Public speaking is often associated with positions of leadership and social or political influence: the class president who addresses the student body, the CEO who introduces a new product at a company meeting, the pastor or rabbi who addresses her congregation, the government official who takes questions at a press conference. For many, the idea of standing in front of an audience to speak feels daunting. Yet speeches are used in almost all professions and most of us, at some time in our life, will be expected to formally address an audience. Public speaking encompasses many different elements that require thoughtful preparation: crafting the speech, practicing delivery, anticipating and engaging one’s audience, and making appropriate decisions about one’s self-presentation. It also requires confidence and comfort with a degree of vulnerability. These are skills and dispositions that must be developed with practice, feedback, and experience. The Speech Performance Task Guide is a tool for guiding students through this process.
Opportunities for Student Choice
Student choice can be encouraged in a number of ways. They can choose the issue, and/or they can choose their position. They can also choose the resources they review; the facts, details, evidence, and anecdotes they will present; and/or the audience and purpose of their speech.
Speeches are used in almost all professions: the medical field, business, legal services, educational tools and services, news, and politics, to name a few. Within these fields, they are used in various ways, including in meetings, at conferences, to sway public opinion, and to call communities, constituents, and stakeholders to action on various issues. Both historically and currently, mastery of rhetoric is an essential skill.

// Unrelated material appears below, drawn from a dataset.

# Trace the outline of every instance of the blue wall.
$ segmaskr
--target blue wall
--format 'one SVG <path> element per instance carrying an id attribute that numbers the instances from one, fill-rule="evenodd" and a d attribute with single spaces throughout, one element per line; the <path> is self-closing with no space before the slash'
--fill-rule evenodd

Opportunities for Exhibition to an Audience
There are many possible audiences for speeches. If students are working on a school issue it might be a speech delivered at an assembly or a video speech posted on the school’s website. If it’s a community issue they might post their speech on the web or present their speech at a council meeting or town hall. Students can create a guest blog post for their videos. They can create their own class web link and put their videos together in one place. Students might also submit proposals to present at a conference, or look for a site that supports youth voices.